The buyers’ market many anticipated has failed to materialise. M&A finds out why
The buyers’ market many anticipated has failed to materialise. M&A finds out why
Predictions about a surge in buy-outs as solid companies were picked up at bargain prices proved wide of the mark. Values have held up for profitable businesses with assured revenue streams, while others have shelved sales for better times.
‘There aren’t that many deals around,’ says Rod Richards, managing partner of private equity firm Graphite Capital. ‘If you look at what seems to be on sale, businesses that have done pretty well during the recession appear to be holding their value.’
Shaun Middleton, managing director at private equity firm Dunedin, takes a similar view. ‘People running good businesses, who must be fairly switched on, wouldn’t want to sell [in the recession] and didn’t. If you don’t know whether your turnover is going up or down, it’s more difficult to price. Now people can put forward forecasts with greater confidence.’
Recent deals like Gresham Private Equity’s backing of the £32.8 million MBO of support services group Spice, along with ISIS Private Equity’s role in the £20 million buy-out of Encore Tickets, show that conditions are improving. Research by the Centre for Management Buyout Research reveals that the £5 billion of private equity-backed UK buy-outs this year has already outstripped the £4.7 billion recorded in the whole of 2009. That said, dealmakers aren’t getting ahead of themselves.

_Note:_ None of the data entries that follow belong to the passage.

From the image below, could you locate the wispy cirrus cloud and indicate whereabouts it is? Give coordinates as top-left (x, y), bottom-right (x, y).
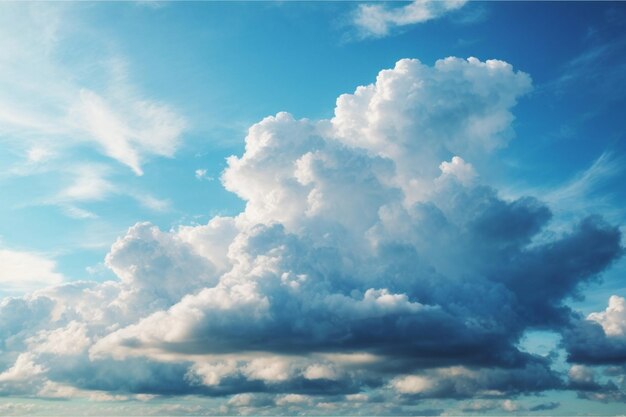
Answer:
top-left (0, 3), bottom-right (186, 175)
top-left (353, 0), bottom-right (467, 38)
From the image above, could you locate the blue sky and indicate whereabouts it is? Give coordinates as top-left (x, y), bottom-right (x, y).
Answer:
top-left (0, 1), bottom-right (626, 415)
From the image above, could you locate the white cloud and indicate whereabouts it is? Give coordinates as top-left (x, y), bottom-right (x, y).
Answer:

Mark Wignall, chief executive officer of Matrix Private Equity, argues that a false economy is hampering deals. ‘We’re seeing plenty of attractive companies. Although we are gaining confidence with their financial projections, we are still conscious that they are geared to the UK’s economic recovery. Buyers are thinking about the fact that in a
number of different sectors, prospects for recovery are related to what I call the government’s life support policies, especially low interest rates.’

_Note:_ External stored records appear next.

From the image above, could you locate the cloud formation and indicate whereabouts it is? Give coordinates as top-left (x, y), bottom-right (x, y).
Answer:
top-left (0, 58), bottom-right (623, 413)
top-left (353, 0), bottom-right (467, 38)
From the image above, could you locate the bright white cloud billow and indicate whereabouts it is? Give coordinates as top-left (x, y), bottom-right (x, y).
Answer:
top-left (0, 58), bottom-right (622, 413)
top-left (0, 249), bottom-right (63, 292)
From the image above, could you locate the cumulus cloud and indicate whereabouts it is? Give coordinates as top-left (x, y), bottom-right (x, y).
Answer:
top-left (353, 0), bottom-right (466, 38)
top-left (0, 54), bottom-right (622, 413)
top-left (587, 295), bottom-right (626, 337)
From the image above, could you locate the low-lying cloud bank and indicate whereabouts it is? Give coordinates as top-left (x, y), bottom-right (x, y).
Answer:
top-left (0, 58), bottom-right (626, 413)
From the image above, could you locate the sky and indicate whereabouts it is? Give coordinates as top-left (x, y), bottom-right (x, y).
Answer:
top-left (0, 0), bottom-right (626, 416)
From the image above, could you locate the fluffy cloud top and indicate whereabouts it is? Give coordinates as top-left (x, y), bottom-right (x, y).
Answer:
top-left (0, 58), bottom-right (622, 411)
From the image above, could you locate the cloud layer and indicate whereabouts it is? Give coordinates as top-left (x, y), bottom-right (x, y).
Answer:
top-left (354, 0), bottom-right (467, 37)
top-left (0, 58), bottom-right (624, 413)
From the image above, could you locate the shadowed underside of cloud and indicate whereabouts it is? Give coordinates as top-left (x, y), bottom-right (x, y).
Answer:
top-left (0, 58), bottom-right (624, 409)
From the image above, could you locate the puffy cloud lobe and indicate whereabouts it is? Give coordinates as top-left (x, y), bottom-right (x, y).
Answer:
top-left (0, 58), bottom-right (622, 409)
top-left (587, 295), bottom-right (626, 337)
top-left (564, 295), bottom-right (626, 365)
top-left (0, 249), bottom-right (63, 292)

Graphite’s Richards agrees. ‘One reason fewer companies are up for sale is the rate of interest is still fairly low. A lot of companies, even if they aren’t doing well, can still meet their interest payments. Banks aren’t forcing sales so
if your business isn’t doing well, you wouldn’t choose to [sell] now.’

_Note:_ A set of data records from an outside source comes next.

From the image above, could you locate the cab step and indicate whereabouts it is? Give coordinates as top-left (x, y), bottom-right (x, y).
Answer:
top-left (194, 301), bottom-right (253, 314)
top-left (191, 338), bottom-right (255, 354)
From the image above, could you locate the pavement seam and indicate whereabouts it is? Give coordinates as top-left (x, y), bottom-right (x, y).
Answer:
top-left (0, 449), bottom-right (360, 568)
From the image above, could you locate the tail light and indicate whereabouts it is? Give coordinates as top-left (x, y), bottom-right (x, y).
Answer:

Anne Somers, the CEO of ATG Media, which owns the Antique Trades Gazette, undertook an £8.5 million MBO from the Daily Mail and General Trust just before the full force of the credit crunch came to bear. ‘We were fairly solid, with good cash flow and we could demonstrate considerable upside. Nothing in our business model gave cause for concern; it was just the economic climate that was likely to make the credit committee wobble.’
Panic stations
In reality, things worked in Somers’ favour, although it didn’t feel like that at the time. ‘It ended up being slightly cheaper because of the timing,’ she recalls. ‘We had the trauma or going back to the vendor and renegotiating our position; certainly from the point of view of the MBO team it was a rocky period.’
A lot of those principles hold true today if a buy-out is to go through. Dunedin’s Middleton observes: ‘Banks will provide funding but only for the right assets. They’re making sure when they come in that they’re not going
to lose money. Good businesses will still get debt.’
The question is who wants to borrow on the terms offered by banks? Richards comments that lending multiples are around 3 to 3.5 times EBITDA and, he confirms, bank debt is clearly a lot more expensive than it used to be in terms of upfront fees and margins. In order to get round this, firms are writing debt themselves and upping the equity component to get deals done.
Now the general election is over, the hope that uncertainties around the economy will evaporate and vendors will be more willing to sell. ‘I don’t think that anyone believes everything is suddenly going to be wonderful [post-election], but it will make it easier to predict which companies are likely to be the winners and the losers over the next few years,’ says Richards.
Race against time
As for private equity firms’ appetite for buy-outs in general, Graphite’s managing partner notes there may be pressure to invest as many private equity funds raised money in the more confident years of 2005 and 2006. ‘That suggests a investment deadline of 2010 or 2011,’ he remarks. However, this may not be enough to kick-start the market, as fund managers could ask their investors for extensions. ‘Investors are more inclined to approve extensions; if they don’t, they are rather inviting firms to invest before the deadline,’ Richards adds.
For Wignall, caution is the order of the day. ‘A lot of people thought the conditions would create a vintage dealmaking environment. Much as I’d like to see that, the honest assessment is that it’s been more of a stuttering return to a fairly normal market. It’s the sensible and logical deals which are coming forward; we’re seeing some good quality, but we’re yet to see quantity.’